少子化にたいする与党の政治家の浅い発言

 子どもを三人くらい産んでほしい。結婚式で、自由民主党の議員は新郎新婦にそう言ったという。

 野党の議員は、別の自民党の議員が、エレベーターの中でこう言っていたのを耳にしたという。ほんとうのことを言えば、三人ではなくて一〇人は産んでほしい。

 子どもが産まれる数が少なくなれば、人口は減って行く。人口が減るのは国としてはまずいので、できるだけ多く産まれることをのぞむ。
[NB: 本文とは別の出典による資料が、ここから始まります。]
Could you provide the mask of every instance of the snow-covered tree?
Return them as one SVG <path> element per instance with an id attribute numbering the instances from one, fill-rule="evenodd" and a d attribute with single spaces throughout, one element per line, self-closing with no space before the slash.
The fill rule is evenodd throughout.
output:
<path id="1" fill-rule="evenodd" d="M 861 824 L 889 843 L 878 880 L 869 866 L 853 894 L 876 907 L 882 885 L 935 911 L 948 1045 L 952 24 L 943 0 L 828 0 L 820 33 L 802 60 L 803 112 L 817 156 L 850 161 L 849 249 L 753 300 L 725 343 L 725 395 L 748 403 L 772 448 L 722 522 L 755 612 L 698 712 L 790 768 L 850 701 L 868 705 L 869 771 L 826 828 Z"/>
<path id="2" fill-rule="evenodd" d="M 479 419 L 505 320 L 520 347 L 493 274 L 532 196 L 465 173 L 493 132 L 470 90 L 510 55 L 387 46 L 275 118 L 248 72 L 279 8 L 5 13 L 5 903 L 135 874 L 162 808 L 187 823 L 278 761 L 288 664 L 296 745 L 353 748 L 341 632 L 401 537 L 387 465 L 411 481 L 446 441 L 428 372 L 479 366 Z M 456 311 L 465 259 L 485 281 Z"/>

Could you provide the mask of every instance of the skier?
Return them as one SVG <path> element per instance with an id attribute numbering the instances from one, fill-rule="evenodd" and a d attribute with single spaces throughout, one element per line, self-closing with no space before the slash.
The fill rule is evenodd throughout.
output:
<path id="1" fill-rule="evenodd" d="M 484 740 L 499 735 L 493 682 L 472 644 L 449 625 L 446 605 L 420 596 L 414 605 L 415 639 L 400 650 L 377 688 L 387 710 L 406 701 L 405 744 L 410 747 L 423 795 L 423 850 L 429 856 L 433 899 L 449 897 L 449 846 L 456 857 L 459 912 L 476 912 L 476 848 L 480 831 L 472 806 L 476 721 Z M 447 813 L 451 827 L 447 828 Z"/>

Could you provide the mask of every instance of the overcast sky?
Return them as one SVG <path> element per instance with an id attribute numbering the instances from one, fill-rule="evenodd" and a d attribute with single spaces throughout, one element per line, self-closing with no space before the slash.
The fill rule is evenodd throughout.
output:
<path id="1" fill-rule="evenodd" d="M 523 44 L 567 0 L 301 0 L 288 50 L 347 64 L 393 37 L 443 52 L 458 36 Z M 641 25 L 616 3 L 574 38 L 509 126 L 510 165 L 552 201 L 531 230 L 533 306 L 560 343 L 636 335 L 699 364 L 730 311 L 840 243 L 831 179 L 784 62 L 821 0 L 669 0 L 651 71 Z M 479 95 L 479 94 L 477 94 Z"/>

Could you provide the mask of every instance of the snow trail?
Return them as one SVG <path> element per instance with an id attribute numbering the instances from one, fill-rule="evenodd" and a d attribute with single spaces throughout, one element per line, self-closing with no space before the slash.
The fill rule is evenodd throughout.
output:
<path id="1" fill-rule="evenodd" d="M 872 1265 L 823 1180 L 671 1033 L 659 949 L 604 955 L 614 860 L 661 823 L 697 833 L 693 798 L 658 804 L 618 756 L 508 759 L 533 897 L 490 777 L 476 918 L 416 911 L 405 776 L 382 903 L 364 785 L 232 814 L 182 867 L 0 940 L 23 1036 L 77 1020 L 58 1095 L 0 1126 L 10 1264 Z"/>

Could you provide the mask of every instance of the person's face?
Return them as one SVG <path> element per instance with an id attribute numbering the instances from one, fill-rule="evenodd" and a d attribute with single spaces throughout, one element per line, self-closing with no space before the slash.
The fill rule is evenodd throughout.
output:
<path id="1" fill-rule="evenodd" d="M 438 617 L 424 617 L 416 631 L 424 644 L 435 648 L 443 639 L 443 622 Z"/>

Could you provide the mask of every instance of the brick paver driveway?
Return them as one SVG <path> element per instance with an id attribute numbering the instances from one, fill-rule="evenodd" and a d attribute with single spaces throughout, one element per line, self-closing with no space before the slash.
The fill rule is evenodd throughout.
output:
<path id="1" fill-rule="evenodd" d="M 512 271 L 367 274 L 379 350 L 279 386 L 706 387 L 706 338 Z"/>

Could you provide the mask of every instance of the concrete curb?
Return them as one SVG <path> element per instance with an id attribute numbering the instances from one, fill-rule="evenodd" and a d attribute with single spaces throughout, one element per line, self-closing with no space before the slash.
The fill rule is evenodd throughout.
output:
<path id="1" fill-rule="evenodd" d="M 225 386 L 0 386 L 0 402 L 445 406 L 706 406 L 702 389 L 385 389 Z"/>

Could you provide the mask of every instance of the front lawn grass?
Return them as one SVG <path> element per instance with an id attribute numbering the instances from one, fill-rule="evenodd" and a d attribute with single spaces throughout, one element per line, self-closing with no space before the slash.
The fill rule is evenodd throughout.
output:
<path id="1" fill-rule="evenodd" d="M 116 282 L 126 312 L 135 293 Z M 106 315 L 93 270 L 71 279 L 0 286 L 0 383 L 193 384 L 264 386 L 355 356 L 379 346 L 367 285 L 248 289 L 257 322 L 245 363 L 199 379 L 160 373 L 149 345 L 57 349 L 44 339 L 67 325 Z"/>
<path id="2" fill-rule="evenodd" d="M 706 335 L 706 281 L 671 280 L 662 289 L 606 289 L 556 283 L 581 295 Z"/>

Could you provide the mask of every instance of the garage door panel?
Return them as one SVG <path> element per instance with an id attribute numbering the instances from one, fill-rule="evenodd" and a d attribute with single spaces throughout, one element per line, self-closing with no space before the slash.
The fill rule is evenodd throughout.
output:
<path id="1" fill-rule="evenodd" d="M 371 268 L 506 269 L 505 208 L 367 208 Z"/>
そのさいに、ただ産んでほしいということを国会議員が言っても、具体の策になっているとは言いがたい。

 子どもが産まれる数が減っているのには、それを引きおこす複数の要因があるはずだ。それを探って行くことがいる。主となる要因に手だてを打つようにすることがいる。

 直接の手だてとは別に、間接として、それぞれの人が生きて行きやすい社会にすることは有効だ。政治への根強い不信感がぬぐえず、これから先の超少子高齢の社会にたいする不安感は小さくない。権力をもつ政治家や高級な役人によるカタリ(騙り)が横行している。

 政治が無責任体制となっていて、国民のめんどうをしっかりと見る気が薄い。こうした中では、それぞれの人が生きて行きやすい社会になっているとはとうてい言えるものではないだろう。温かい社会的包摂ではなく、冷たい社会的排除の動きがおきている。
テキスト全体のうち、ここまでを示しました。